In quella caserma le torture furono l’apice del libero sfogo alle peggiori inclinazioni di poliziotti e agenti penitenziari. Le testimonianze riconobbero in Giacomo Toccafondi il seviziatore di Bolzaneto, gli stessi giudici non poterono che constatare come questo individuo da responsabile dell’infermeria “anziché lenire la sofferenza delle vittime di altri reati, l’aggravò, agendo con particolare crudeltà su chi inerme e ferito, non era in grado di opporre alcuna difesa, subendo in profondità sia il danno fisico, che determina il dolore, sia quello psicologico dell’umiliazione causata dal riso dei suoi aguzzini”, agendo di fatto “con particolare crudeltà”. La caserma di Bolzaneto è stata definita come il luogo in cui “furono portate vittime in balia dei capricci di aguzzini, trascinate, umiliate, percosse, spesso già ferite, atterrite, infreddolite, affamate, assetate, sfinite dalla mancanza di sonno, preda dell’arbitrio aggressivo e violento”.
Toccafondi era già stato salvato dalla prescrizione assieme ad altri 43 condannati (funzionari, agenti, ufficiali dell’Arma, generali e guardie carcerarie, militari, medici) ed era uscito indenne dal processo d’Appello sulle violenze all’interno della caserma di Bolzaneto (dalla quale passarono 252 ragazzi/e fermati dopo gli scontri), ma era stato condannato a risarcire le vittime nel corso del 2013. Solo in seguito a quella condanna, nel marzo del 2014 fu licenziato dall’Ospedale Gallino di Pontedecimo in cui lavorava come chirurgo.

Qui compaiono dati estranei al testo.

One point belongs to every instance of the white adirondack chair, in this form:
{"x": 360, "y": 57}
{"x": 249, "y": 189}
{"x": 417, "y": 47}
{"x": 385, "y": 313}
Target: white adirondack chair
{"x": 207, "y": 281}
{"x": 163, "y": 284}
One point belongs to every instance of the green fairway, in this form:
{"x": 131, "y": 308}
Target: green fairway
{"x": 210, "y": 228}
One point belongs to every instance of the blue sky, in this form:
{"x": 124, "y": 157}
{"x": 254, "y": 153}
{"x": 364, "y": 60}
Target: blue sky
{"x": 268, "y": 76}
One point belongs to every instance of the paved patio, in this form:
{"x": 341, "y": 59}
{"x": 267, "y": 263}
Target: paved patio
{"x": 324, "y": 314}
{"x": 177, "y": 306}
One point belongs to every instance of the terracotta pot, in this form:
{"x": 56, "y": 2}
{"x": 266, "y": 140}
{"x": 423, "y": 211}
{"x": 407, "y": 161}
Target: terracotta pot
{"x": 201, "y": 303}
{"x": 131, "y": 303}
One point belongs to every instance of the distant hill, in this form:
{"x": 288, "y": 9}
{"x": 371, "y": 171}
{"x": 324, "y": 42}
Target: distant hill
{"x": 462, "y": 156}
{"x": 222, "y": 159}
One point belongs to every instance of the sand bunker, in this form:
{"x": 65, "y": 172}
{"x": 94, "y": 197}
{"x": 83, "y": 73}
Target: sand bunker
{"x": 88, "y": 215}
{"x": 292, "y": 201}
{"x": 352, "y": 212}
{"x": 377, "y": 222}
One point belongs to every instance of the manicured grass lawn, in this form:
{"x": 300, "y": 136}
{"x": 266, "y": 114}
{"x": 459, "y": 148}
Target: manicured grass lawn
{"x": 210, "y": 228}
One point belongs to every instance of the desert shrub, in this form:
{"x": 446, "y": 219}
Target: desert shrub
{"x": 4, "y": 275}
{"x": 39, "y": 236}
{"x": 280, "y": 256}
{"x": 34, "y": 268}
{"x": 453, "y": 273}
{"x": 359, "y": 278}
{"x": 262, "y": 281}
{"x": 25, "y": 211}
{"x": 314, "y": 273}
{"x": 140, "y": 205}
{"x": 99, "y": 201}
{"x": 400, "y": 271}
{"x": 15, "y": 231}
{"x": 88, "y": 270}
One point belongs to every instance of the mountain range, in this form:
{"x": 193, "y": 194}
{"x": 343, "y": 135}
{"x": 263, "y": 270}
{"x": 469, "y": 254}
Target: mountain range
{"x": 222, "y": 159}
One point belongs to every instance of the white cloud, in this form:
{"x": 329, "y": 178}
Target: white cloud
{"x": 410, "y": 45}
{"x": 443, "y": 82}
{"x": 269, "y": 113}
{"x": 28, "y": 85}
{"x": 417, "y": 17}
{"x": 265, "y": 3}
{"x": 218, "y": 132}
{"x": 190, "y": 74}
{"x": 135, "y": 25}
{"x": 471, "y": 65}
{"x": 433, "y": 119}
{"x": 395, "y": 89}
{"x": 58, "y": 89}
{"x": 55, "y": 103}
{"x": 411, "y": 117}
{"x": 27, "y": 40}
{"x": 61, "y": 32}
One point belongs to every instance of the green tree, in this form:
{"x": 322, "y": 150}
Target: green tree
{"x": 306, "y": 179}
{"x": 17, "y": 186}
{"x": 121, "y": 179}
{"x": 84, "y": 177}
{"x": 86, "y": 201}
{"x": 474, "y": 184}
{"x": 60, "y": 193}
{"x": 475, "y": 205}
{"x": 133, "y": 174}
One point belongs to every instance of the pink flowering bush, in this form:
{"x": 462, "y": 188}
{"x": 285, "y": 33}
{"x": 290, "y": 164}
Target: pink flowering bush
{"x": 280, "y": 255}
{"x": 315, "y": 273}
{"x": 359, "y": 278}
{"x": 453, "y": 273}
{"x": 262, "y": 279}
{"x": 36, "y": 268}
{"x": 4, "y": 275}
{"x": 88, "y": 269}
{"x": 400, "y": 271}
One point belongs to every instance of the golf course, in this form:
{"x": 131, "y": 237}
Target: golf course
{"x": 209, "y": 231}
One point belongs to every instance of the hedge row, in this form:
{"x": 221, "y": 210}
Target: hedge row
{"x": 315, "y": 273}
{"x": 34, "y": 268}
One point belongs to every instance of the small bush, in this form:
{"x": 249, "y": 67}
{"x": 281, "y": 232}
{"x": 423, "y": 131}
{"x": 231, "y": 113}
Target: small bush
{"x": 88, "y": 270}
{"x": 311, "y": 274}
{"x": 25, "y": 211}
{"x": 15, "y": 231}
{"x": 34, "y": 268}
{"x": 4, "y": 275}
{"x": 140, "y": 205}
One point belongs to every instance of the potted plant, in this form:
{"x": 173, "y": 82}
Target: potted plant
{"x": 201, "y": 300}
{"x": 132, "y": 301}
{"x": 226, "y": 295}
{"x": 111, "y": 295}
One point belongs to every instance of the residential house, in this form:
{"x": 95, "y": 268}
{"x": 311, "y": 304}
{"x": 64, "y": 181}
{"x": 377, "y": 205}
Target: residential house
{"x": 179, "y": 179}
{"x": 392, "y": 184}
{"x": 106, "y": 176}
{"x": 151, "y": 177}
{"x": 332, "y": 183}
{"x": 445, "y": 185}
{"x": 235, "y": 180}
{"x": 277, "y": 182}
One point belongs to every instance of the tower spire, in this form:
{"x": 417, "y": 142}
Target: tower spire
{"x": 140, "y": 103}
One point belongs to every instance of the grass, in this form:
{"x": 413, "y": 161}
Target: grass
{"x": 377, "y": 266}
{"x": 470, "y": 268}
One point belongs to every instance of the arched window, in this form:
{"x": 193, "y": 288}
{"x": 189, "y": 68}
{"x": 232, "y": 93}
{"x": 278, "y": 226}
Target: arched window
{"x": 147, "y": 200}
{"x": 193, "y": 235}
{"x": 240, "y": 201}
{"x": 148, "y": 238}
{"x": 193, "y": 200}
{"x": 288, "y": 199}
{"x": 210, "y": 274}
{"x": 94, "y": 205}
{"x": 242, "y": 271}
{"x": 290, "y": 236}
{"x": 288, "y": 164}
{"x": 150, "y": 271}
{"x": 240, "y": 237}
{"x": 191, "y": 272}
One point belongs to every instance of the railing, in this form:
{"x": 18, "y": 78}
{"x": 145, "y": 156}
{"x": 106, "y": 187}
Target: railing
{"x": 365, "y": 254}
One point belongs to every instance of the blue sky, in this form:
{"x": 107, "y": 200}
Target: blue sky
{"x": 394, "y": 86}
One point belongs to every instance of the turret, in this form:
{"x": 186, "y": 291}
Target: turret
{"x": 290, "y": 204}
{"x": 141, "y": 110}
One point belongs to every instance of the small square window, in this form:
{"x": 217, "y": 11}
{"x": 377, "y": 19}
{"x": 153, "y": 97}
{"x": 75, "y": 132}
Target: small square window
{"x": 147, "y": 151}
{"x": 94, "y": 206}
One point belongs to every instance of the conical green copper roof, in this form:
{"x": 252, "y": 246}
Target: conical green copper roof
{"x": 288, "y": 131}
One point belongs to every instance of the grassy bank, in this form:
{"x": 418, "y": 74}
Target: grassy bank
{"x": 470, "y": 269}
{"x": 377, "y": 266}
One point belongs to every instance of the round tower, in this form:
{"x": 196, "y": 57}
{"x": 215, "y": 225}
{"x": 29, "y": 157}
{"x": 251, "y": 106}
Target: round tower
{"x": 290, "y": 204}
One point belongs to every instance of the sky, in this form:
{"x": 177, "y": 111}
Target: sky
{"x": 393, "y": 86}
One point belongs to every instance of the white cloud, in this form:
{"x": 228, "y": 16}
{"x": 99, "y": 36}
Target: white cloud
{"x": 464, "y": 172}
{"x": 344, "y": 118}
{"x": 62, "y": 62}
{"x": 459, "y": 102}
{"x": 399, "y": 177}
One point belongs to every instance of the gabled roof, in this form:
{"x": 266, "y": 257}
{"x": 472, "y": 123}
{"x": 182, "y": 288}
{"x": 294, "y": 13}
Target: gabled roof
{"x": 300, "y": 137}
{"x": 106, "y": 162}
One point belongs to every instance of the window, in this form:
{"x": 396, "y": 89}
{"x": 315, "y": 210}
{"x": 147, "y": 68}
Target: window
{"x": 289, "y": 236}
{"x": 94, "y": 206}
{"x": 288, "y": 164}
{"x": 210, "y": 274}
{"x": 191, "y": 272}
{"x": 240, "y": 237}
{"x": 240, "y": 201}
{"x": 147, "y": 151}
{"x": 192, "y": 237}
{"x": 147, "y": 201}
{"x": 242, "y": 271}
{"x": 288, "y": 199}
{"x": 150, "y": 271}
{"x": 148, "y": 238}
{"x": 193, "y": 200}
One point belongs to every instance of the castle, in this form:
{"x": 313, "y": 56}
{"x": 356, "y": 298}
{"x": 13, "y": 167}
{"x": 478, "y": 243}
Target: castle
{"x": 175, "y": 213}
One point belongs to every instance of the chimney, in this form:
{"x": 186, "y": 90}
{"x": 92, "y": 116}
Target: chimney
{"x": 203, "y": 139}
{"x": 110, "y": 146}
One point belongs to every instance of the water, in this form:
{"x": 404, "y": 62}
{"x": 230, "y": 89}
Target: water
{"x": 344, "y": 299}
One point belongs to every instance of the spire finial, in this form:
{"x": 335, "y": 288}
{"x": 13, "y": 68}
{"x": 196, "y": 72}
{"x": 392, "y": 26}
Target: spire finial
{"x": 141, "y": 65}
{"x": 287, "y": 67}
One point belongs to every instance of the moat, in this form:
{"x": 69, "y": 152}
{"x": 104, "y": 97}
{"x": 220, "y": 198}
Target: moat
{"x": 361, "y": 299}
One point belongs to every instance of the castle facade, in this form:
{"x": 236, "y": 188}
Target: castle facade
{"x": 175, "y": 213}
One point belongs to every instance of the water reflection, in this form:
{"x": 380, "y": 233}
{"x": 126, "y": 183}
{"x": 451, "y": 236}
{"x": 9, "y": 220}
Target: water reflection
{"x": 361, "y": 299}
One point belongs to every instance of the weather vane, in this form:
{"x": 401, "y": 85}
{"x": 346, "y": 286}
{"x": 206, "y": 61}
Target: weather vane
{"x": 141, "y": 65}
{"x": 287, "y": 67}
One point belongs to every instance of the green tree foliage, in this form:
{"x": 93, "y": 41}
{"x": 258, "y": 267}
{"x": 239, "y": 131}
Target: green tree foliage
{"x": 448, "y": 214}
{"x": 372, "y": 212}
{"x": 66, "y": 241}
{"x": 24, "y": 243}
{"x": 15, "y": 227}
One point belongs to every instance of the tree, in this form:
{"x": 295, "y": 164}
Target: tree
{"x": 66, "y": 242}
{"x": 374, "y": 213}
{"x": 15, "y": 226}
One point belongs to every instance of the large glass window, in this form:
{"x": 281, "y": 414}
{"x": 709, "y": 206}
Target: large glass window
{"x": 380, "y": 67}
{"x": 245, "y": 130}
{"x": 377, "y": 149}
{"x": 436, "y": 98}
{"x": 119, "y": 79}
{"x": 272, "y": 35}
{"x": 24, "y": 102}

L’altra dottoressa è Marilena Zaccardi, in forza anche lei presso l’Asl 3 di Genova, che si è trovata a seguire in tutto e per tutto l’esempio di Toccafondi. Anche lei condannata definitivamente per “aver consentito o effettuato controlli di triage e di visita sottoponendo le persone a trattamento inumano e in violazione della dignità”, “costringendo persone di sesso femminile a stazionare nude in presenza di uomini oltre il tempo necessario e quindi sottoponendole a umiliazione fisica e morale”. “Per aver ingiuriato le persone visitate con espressioni di disprezzo e di scherno”, “per aver omesso o consentito l’omissione circa la visita di primo ingresso sull’individuazione di lesioni presenti sulle persone”, “per aver omesso o consentito l’omissione d’intervento sulle condizioni di sofferenza delle persone ristrette in condizioni di minorata difesa”. Prescritti i reati penali, la Zaccardi si trova a dover fare i conti con una condanna in sede civile, ben poca cosa se confrontata al fatto che fino ad oggi ha potuto ricoprire un ruolo di dirigente all’interno del carcere di Marassi, del penitenziario femminile di Pontedecimo.
Oltre alla Zaccardi e al dottor Toccafondi le condanne in Cassazione arrivarono anche perAldo Amenta e Adriana Mazzoleni di Alessandria e Sonia Sciandra di Sanremo. Solo quest’ultima ha subito una condanna a 2 anni e 2 mesi per falso ideologico sulle cartelle cliniche, mentre per gli altri è giunta la prescrizione a salvarli.